2001 hatte
Dr. Hella Schlumberger
aus München die Idee, einen Georg-Elser-Preis zu schaffen,
um Elsers Zivilcourage
von 1939 in die heutige Zeit zu transferieren.
Der laut Statut mit
5.000 Euro dotierte Georg-Elser-Preis wurde von 2001 bis 2007 alle zwei Jahre verliehen an Menschen,
die sich durch besondere Zivilcourage und unerschrockenes Handeln gegen die herrschende Staatsgewalt
hervorgetan haben.
2009 wurde von der
Georg-Elser-Initiative München
ein sogenannter "Georg-Elser-Preis" an die Journalistin Beate Klarsfeld verliehen, der weder mit den
im Statut festgelegten 5.000 Euro dotiert, noch von den laut Statut zuständigen Gremien autorisiert war.
2011 kürte sie - erneut unter Verletzung des Statuts - den Stuttgart-21-Gegner Dietrich Wagner.
Bierdel
geriet vor drei Jahren weltweit in die Schlagzeilen, als er in einem
umstrittenen Flüchtlingsdrama
von den italienischen Behörden festgenommen wurde, weil er mit dem Hilfsschiff Cap Anamur
37 afrikanische Emigranten in Sizilien an Land gebracht hatte.
Preisträger 2005 (Bremen): Verband der Kommitees der Soldatenmütter Russlands
"Die russischen Soldatenmütter
haben sich mutig vor die Panzer gestellt im Russland-Tschetschenien-Krieg",
so Ulrike Hauffe, Landesbeauftragte für Frauen des Landes Bremen und Jury-Mitglied der
Georg-Elser-Initiative Bremen.
Das vor mehr als zehn Jahren gegründete Kommitee setzt sich, seitdem die jungen
russischen Rekruten nicht länger nach Tschetschenien geschickt werden, heute vor allem
gegen Misshandlung und Unterversorgung in den Kasernen ein. Trotz massiven Drucks von Seiten des
Militärs verstecken sie immer wieder Rekruten, die vor Repressionen aus der Armee geflohen sind.
Dokumentation
Preisträger 2003 (Heidenheim): Dr. Winfried Maier
Maier war als Staatsanwalt der Ermittler im Steuerstrafverfahren
gegen den Waffenhändler Schreiber, Ex-Staatssekretär Pfahls, Max Strauss, CDU-Schatzmeister Kiep und
andere. Seine Ermittlungen, die lösten den CDU-Spendenskandal aus.

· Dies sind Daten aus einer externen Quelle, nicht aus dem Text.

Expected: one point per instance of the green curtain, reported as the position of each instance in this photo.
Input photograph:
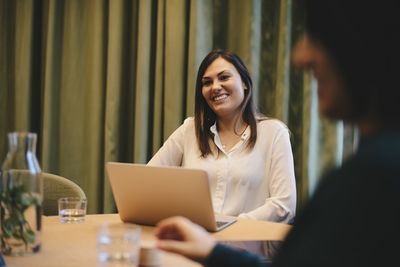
(109, 80)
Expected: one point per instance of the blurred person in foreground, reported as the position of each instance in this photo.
(353, 218)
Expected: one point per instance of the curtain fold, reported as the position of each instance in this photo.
(105, 80)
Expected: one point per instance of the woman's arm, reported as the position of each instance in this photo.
(179, 235)
(280, 206)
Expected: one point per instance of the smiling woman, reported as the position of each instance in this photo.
(248, 157)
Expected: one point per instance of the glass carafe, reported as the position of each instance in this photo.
(21, 188)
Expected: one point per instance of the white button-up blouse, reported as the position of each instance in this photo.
(253, 183)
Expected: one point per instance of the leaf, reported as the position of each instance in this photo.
(29, 236)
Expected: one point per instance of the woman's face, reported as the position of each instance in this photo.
(333, 98)
(222, 88)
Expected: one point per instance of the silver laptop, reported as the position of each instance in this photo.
(147, 194)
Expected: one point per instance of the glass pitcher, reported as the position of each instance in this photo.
(21, 194)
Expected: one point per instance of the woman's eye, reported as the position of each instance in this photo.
(205, 83)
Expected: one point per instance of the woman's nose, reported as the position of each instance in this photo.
(216, 85)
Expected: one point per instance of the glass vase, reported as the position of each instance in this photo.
(21, 188)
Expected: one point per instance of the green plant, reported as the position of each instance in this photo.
(14, 202)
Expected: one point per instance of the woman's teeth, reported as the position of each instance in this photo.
(220, 97)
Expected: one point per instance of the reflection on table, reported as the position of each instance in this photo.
(75, 244)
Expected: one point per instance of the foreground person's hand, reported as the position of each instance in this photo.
(179, 235)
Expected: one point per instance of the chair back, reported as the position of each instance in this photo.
(55, 187)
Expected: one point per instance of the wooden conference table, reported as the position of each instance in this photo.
(75, 244)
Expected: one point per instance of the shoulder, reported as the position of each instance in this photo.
(271, 125)
(187, 125)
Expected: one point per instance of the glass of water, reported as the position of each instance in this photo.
(72, 209)
(118, 245)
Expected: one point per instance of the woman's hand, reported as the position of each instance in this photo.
(179, 235)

Maier setzte sich ohne Rücksicht
auf persönliche Nachteile für die Unabhängigkeit der Justiz ein. Er ist heute
Familienrichter in Augsburg. Gedenkschrift
Preisträger 2001 (München): Jürgen Quandt
Quandt
hat sich als Pfarrer der evangelischen Heilig-Kreuz-Gemeinde in Berlin-Kreuzberg
um das Kirchenasyl verdient gemacht. Bereits 1983 hat er von Abschiebung
bedrohten Familien Kirchenasyl gewährt und ist immer noch aktiv in der Asylbewegung tätig. Der erste Georg-Elser-Preis
wurde von der
Georg-Elser-Initiative München verliehen.